Er kam wieder ... Am 23. Dezember 2018 spielte er auf seinem Touring Organ ein sensationelles Konzert. Wieder in der Konzerthalle. Natürlich möchte ich meine Eindrücke vom Konzert schildern - garniert mit Fotos, die nicht während des Orgelspiels gemacht wurden: Eine fast gefüllte Konzerthalle. Das zweite Mal seit Mai 2013, als Carpenter hier gastierte und die Orgelfreunde in Entzücken versetzte. Dieses Mal in dunklem Outfit und mit glatt rasierten Haaren. Und er hatte sein eigenes, selbst konzipiertes Touring Organ mitgebracht, das in etlichen Containern angeliefert wurde. Mit einem „Cockpit“, ähnlich wie es in einem Passagierflugzeug sein könnte.
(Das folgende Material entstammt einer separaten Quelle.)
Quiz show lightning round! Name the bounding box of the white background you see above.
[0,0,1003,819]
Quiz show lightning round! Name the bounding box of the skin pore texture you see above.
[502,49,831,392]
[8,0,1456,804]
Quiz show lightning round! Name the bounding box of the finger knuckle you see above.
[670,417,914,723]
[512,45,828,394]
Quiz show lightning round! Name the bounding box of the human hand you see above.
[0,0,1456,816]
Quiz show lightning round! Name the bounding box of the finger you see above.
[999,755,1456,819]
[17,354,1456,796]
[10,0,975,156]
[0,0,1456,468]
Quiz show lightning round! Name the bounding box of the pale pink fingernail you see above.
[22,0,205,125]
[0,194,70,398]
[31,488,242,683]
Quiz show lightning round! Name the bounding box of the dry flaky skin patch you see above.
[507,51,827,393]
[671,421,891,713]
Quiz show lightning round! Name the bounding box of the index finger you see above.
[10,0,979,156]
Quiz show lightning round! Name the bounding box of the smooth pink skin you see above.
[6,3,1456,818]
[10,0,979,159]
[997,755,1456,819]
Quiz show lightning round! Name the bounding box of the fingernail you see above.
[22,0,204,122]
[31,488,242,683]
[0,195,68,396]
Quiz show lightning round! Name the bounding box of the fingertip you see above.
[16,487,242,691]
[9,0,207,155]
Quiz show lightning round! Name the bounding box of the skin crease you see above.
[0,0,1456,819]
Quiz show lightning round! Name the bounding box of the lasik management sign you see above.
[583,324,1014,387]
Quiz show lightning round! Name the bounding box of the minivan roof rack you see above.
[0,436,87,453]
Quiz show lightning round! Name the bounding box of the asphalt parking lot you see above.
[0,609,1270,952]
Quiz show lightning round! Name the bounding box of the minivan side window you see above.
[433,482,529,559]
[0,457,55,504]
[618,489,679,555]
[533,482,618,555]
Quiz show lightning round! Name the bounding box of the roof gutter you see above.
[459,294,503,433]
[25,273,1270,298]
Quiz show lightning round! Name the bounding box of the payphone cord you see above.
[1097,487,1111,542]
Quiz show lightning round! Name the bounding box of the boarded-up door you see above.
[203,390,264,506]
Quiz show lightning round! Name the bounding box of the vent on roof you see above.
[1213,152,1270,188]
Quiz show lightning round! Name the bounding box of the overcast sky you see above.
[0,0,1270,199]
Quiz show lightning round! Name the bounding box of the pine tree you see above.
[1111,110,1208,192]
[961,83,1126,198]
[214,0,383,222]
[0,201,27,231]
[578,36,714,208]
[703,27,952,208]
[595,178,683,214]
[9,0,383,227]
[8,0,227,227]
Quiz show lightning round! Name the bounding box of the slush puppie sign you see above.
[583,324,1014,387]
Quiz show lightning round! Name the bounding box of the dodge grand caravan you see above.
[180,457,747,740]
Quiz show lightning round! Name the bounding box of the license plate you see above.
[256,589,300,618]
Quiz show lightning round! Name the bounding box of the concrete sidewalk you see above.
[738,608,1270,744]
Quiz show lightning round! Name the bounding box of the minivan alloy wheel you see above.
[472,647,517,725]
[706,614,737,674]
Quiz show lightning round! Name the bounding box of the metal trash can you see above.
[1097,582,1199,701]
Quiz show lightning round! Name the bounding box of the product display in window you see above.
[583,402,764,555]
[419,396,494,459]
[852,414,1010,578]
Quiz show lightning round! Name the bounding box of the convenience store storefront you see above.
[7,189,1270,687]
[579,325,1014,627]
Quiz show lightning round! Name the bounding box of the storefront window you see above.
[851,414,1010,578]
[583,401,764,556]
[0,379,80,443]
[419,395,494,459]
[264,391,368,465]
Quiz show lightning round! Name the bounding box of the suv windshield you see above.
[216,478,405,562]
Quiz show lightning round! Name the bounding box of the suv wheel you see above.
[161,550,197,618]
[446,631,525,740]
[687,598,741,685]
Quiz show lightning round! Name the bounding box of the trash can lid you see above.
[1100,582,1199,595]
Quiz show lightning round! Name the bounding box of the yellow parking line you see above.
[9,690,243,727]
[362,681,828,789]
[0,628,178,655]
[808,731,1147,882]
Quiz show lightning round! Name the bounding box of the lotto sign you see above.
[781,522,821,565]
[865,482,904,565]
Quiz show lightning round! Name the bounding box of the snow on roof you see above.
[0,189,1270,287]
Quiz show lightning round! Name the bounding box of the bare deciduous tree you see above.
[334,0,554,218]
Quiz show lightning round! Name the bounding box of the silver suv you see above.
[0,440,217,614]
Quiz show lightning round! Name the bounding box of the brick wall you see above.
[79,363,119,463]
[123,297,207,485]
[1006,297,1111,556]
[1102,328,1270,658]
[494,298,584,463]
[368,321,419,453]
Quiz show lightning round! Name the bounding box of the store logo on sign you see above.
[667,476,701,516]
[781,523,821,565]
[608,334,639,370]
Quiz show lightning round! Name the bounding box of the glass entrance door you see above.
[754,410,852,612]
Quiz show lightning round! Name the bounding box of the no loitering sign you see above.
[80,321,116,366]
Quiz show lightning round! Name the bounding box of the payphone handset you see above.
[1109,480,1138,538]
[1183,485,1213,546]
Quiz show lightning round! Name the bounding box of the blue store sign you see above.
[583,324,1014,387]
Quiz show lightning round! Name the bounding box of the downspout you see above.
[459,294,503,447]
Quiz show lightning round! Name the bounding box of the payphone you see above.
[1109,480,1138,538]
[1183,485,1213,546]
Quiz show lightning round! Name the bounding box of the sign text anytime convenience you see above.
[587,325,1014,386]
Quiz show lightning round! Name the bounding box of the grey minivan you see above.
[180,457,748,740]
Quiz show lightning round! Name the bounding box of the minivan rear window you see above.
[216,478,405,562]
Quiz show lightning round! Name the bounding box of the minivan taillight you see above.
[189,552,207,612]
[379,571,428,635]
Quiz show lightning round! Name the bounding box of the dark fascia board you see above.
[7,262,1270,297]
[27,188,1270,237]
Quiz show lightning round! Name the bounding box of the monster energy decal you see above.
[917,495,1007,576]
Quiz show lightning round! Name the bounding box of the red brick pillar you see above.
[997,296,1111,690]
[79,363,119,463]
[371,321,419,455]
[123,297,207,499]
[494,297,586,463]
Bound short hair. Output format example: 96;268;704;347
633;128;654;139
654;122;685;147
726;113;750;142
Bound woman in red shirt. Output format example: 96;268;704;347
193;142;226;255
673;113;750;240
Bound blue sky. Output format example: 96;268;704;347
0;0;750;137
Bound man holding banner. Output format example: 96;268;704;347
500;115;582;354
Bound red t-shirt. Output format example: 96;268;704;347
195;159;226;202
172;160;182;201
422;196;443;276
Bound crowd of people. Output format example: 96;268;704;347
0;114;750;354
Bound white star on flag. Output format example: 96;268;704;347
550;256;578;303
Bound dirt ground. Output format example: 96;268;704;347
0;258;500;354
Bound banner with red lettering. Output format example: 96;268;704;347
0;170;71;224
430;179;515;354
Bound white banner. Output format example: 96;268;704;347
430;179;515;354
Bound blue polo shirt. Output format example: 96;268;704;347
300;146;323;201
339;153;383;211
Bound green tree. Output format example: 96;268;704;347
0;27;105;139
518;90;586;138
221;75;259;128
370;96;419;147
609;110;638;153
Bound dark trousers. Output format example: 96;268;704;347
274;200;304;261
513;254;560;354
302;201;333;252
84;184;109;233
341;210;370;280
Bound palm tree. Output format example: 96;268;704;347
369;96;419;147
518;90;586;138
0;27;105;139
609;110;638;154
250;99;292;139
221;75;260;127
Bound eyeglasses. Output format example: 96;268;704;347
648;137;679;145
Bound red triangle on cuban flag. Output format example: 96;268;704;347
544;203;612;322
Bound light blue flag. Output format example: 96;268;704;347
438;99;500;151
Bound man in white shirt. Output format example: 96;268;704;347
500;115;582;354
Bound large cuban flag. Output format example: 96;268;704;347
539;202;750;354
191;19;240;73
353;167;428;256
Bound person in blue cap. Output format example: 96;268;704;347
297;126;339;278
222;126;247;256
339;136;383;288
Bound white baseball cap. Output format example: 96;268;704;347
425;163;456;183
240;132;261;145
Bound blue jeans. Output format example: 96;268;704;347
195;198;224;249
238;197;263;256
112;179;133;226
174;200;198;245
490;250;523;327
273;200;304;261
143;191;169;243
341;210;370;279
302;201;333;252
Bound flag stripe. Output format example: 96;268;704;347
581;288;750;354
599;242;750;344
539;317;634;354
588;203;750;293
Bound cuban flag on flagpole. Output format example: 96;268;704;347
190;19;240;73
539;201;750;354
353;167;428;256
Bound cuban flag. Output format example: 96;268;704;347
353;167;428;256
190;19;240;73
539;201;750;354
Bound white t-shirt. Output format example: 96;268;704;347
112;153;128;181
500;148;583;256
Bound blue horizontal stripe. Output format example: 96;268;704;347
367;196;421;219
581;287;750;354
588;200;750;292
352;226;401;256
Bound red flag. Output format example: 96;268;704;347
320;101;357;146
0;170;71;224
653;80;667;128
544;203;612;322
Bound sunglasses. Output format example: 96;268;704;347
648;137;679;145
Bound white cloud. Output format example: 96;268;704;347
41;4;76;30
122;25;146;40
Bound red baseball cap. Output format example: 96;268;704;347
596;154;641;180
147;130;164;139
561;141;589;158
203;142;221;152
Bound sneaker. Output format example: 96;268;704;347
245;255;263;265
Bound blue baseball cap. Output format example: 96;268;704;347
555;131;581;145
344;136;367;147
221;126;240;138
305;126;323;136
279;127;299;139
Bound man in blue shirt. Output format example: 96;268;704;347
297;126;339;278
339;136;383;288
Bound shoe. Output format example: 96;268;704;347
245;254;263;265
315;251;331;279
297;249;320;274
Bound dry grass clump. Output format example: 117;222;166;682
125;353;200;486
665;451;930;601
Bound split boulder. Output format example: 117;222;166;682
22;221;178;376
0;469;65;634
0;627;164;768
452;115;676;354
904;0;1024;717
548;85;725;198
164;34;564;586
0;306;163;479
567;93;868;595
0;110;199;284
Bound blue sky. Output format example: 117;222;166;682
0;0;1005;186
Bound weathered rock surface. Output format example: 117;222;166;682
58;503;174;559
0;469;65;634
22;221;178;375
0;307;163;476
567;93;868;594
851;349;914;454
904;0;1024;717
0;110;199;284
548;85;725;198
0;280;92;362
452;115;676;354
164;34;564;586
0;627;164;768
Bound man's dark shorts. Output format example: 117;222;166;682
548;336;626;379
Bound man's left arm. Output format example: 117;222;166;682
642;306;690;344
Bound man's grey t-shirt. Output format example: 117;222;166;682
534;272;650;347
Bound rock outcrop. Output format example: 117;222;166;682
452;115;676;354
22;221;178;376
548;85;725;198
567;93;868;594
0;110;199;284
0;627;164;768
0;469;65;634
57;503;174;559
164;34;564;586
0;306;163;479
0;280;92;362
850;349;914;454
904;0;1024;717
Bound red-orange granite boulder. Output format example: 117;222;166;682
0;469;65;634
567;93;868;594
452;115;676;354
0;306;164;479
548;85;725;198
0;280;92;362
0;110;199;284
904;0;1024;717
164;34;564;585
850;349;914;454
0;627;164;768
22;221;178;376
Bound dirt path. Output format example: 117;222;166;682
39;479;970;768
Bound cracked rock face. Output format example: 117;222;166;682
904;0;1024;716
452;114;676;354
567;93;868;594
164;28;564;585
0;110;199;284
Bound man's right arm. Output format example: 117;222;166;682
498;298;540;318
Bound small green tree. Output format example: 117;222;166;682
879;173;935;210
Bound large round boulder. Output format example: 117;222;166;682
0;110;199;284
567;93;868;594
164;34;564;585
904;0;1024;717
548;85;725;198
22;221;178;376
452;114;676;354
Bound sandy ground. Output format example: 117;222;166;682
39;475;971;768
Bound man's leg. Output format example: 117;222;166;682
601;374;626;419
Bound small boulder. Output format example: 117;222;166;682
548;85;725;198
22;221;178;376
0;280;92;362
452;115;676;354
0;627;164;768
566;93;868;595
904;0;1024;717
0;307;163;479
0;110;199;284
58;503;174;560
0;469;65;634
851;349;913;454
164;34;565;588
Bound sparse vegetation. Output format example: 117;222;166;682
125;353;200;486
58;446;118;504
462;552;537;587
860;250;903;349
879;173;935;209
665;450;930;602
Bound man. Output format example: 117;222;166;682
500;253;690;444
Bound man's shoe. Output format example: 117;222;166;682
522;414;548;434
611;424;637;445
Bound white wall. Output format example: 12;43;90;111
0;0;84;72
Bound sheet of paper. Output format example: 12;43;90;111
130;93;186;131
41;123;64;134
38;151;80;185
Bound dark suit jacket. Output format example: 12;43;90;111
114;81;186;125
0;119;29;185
Dahinter war eine große Anzahl von Lautsprechern und Verstärkern angeordnet und farbig illuminiert. Nach einem Interview mit Principal Organist Christian Schmitt stieg die Spannung auf ein besonderes Klangerlebnis weiter. Der erste Teil des Konzerts galt Johann Sebastian Bach, mit Präludium und Fuge D-Dur BWV 532 Hier durfte die große frisch restaurierte Jannorgel mit dem fahrbaren Orgeltisch ihre wunderbar sanfte Klangfarbe zeigen, aber auch tiefste Magengruben-Bässe. Carpenters Spieltechnik machte mit seinen krakengleichen Fingern, die über die Manuale huschten - er spielte manchmal gleichzeitig mit einer Hand auf zwei Tastaturen - alleine das Zusehen zu einem optischen Erlebnis. Nicht zu vergessen seine Pedaltechnik, die mich immer wieder an einen Stepptänzer erinnert ... Die Orgel rockte...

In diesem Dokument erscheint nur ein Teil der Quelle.